3Pour cette raison, les artistes contemporains virent dans cet art rupestre des images ancestrales des graffitis. Cette analogie faite entre le « mur des cavernes » et le « mur des usines » dans la revue Minotaure (Brassai, 1933) eut pour conséquence d’intégrer dans le champ de l’art européen des formes et conceptions esthétiques qui lui étaient jusque-là étrangères. Les collections de relevés d’art rupestre de Francfort étaient en outre les traces singulières d’une époque révolue, inatteignable et indéterminée temporellement : la préhistoire. Lorsqu’elles furent exposées dans les années 1930, ces représentations furent associées à celles des artistes d’avant-garde qui trouvèrent là une légitimité nouvelle pour leurs propres productions artistiques : la modernité se déterminait ainsi aux marges de l’art.

Fig. 1

Brassaï, Graffiti de la Série IX, Images primitives, 1933-1956, photographie, 39,5 x 29 cm

Fig. 1

Brassaï, Graffiti de la Série IX, Images primitives, 1933-1956, photographie, 39,5 x 29 cm

Fig. 2

Peinture rupestre de Rusape, Farm Diana Vow, style classique, photographie, 1928-1930, 1,46 m H x 1,12 m L

Fig. 2

Peinture rupestre de Rusape, Farm Diana Vow, style classique, photographie, 1928-1930, 1,46 m H x 1,12 m L

Rhodésie du Sud, Institut Frobenius, Francfort, FoA 09-12490.a©FI

De l’art des friches africaines

4Les dessins, aquarelles et huiles sur toile rassemblés par Frobenius portaient les traces de sociétés traditionnelles disparues. Elles étaient des témoins de gravures et de peintures rupestres, taillées ou dessinées sur les parois rocheuses du continent africain depuis plusieurs milliers d’années. Contrairement à leurs homologues des grottes européennes, ces dernières étaient exposées à l’air libre dans des abris sous roche ou sur les falaises des massifs montagneux. Peu à peu effacées ou effritées par l’érosion, elles ne se laissaient que difficilement déchiffrer. Copies de ces images rupestres, les relevés établis dans le premier xxe siècle par Frobenius les restituaient dans leurs tailles et couleurs originales, telles qu’elles pouvaient être observées in situ. Ils étaient la trace d’une trace et faisaient ressurgir les survivances des temps passés. L’art des friches africaines donnaient à voir les prémisses de l’art et l’aube de l’humanité.

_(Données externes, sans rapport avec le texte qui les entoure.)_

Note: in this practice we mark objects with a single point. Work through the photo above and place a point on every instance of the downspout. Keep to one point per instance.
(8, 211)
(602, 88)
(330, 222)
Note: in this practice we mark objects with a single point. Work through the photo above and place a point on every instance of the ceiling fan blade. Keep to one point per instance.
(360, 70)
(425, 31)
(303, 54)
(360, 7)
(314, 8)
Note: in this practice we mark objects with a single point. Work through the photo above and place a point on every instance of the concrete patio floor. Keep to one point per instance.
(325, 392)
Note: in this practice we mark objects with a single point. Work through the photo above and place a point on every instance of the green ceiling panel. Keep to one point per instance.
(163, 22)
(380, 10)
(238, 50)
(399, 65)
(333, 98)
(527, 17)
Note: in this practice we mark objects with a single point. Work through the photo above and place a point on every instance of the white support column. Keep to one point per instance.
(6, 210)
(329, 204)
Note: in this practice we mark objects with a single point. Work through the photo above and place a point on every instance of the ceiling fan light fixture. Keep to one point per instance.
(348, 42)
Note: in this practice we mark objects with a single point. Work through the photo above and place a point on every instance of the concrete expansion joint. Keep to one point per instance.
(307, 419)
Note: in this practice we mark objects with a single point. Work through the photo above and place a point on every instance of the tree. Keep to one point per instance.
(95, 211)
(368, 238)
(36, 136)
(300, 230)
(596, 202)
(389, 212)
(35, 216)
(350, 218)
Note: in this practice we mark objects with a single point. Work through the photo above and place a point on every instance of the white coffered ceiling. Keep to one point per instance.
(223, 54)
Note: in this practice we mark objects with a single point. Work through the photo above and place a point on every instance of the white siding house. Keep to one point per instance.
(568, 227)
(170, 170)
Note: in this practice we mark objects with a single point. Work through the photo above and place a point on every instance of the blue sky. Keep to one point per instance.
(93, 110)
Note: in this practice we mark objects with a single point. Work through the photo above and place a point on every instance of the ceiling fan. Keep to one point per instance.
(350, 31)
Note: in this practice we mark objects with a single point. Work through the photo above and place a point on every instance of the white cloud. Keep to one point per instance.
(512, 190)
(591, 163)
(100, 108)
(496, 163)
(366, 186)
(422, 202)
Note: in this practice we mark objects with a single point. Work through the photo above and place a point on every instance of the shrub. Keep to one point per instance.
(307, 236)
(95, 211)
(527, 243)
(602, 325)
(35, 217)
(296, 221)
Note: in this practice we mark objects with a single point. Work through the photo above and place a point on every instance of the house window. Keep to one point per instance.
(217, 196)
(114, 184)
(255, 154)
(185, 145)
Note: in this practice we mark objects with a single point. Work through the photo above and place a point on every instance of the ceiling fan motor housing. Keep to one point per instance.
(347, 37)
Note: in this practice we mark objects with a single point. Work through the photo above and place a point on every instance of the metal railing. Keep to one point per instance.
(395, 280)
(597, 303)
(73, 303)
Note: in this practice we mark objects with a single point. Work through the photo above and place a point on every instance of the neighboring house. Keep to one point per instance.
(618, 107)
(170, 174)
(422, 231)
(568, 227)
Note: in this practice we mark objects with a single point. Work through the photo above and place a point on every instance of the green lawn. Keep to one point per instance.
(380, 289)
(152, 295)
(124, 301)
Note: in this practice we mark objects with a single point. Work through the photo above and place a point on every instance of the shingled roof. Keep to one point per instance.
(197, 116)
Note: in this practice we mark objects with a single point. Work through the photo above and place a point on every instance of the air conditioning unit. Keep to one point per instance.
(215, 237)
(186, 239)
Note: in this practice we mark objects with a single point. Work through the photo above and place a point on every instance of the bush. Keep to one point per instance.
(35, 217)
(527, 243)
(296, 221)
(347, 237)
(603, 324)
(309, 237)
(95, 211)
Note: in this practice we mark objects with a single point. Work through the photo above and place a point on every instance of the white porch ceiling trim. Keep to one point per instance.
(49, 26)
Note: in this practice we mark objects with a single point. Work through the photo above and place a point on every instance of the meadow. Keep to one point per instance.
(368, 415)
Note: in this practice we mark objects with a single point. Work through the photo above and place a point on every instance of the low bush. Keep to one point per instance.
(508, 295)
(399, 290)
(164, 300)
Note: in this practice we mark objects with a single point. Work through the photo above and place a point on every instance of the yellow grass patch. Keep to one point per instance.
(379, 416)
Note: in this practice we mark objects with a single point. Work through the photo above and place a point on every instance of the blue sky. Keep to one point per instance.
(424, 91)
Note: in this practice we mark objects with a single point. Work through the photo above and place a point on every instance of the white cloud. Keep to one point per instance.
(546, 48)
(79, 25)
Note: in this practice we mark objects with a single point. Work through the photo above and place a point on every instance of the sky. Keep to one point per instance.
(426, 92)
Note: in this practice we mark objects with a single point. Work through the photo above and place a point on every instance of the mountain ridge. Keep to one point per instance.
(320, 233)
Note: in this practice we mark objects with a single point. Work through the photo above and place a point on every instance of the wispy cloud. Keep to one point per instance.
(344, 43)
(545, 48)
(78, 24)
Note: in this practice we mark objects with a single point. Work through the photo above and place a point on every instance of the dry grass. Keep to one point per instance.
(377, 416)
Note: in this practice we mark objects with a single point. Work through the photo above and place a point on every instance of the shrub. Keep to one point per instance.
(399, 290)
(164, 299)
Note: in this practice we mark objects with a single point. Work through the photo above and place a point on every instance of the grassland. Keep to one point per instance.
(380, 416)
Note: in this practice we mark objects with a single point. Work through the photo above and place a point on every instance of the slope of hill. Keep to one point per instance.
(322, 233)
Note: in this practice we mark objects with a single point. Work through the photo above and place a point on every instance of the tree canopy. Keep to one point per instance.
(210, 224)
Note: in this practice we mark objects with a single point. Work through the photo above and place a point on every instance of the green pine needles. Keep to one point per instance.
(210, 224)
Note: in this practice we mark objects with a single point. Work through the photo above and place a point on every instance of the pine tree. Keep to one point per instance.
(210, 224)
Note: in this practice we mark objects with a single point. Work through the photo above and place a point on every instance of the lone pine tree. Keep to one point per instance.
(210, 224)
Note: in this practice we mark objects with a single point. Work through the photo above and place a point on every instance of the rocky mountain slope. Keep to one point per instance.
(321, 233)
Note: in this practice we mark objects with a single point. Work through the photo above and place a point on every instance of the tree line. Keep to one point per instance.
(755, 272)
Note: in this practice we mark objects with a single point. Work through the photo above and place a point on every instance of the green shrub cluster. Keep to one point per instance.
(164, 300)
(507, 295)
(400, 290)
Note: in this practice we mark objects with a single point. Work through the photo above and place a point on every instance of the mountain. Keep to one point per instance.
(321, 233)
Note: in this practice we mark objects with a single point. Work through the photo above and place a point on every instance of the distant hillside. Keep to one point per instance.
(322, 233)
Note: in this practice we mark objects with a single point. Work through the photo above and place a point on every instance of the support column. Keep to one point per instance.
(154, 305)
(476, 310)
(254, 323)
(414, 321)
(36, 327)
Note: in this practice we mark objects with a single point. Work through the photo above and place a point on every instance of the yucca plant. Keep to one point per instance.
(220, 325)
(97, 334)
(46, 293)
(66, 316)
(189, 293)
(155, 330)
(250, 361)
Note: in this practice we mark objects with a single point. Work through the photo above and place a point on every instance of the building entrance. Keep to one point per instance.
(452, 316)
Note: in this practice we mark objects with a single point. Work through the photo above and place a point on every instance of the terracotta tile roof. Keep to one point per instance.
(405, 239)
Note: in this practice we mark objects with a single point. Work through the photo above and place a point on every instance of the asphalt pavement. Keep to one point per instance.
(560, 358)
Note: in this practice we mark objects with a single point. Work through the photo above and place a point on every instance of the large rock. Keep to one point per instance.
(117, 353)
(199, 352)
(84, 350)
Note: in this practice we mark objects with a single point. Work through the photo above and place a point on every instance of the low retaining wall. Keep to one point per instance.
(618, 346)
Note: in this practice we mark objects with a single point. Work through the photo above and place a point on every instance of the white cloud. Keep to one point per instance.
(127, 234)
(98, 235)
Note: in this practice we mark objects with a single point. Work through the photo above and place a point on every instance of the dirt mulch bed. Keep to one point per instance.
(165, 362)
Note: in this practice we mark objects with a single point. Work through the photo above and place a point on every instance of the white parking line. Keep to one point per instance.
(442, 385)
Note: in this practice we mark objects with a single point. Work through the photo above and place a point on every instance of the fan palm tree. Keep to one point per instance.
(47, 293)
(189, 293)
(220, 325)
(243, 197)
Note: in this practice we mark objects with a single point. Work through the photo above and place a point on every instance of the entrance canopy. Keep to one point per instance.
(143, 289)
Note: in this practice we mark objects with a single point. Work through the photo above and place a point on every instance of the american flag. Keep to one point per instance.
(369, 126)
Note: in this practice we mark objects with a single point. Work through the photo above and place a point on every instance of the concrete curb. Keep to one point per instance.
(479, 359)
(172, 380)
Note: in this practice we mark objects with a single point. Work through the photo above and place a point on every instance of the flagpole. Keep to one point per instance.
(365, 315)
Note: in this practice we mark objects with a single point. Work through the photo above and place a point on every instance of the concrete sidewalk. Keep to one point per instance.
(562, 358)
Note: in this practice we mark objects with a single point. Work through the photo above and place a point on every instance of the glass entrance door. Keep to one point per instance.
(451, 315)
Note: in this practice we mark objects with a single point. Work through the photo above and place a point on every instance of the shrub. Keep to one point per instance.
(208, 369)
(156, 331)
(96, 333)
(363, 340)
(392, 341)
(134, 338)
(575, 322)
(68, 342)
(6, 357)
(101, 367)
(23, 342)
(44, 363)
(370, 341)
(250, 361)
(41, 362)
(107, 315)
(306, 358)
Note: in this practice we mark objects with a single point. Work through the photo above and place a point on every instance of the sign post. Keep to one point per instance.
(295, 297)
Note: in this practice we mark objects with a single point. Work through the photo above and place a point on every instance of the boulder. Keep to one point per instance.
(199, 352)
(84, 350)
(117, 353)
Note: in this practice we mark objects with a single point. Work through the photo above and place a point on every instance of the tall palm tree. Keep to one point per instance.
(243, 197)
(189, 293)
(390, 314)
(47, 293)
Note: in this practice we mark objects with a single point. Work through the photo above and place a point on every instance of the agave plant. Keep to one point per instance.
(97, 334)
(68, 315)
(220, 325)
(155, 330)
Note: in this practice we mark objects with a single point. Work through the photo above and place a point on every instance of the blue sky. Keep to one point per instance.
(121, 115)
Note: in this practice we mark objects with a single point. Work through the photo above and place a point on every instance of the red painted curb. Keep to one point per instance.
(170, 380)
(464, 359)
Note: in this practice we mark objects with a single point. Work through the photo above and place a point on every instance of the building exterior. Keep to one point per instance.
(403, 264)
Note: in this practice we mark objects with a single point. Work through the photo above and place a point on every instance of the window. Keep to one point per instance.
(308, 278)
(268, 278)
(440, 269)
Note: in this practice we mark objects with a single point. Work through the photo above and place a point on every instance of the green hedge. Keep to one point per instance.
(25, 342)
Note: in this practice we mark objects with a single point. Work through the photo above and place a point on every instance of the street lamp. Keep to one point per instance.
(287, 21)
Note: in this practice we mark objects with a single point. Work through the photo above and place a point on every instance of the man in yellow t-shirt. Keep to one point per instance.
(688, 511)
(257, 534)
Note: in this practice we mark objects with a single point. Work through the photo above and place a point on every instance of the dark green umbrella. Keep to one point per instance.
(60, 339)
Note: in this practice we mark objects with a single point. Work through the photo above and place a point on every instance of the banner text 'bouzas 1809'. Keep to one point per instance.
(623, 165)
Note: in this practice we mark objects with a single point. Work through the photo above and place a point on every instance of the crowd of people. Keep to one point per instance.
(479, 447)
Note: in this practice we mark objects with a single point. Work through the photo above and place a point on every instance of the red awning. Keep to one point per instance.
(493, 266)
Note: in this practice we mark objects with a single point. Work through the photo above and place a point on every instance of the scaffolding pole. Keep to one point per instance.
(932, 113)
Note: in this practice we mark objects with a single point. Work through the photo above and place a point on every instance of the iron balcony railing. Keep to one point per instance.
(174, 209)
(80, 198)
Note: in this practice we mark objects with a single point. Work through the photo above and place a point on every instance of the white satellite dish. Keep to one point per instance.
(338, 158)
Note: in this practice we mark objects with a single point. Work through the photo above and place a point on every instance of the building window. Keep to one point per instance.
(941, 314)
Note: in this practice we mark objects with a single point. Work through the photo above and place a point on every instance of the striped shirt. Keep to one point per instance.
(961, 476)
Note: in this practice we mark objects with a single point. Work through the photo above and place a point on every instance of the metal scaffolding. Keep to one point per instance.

5Dans les métropoles occidentales, les expositions de Frobenius faisaient revivre cette arche de Noé. Elles montraient la faune des temps préhistoriques : les bubalus antiquus, girafes et éléphants de l’Atlas saharien ou les élands, grandes antilopes des savanes d’Afrique australe. Les images rupestres plus récentes contaient aussi l’histoire des premiers artistes qui en étaient les auteurs. Ils s’étaient représentés sur ces rochers, le plus souvent en train de chasser ou dans d’étranges processions. Pour autant, cette « écriture de soi » sur la pierre était rarement l’expression et la représentation d’une individualité, les scènes de groupe étant de loin les plus nombreuses, notamment en Afrique australe. Les figures humaines étaient réduites à leurs traits essentiels, contrairement aux figures animales qui, elles, étaient d’un grand réalisme apte à surprendre les zoologues les plus aguerris. Leo Frobenius parlait d’un « art de la silhouette » (Frobenius, 1929, p. 397-400) et déjà, bien avant ces expéditions, s’enthousiasmait, dans ses premiers écrits sur L’origine de la culture, pour ce talent d’« observation aigüe de la nature » (Frobenius, 1898, p. 309) qui caractérisait les sociétés traditionnelles d’Afrique australe, tant anciennes que contemporaines, en l’occurrence les Bushmen ou les San.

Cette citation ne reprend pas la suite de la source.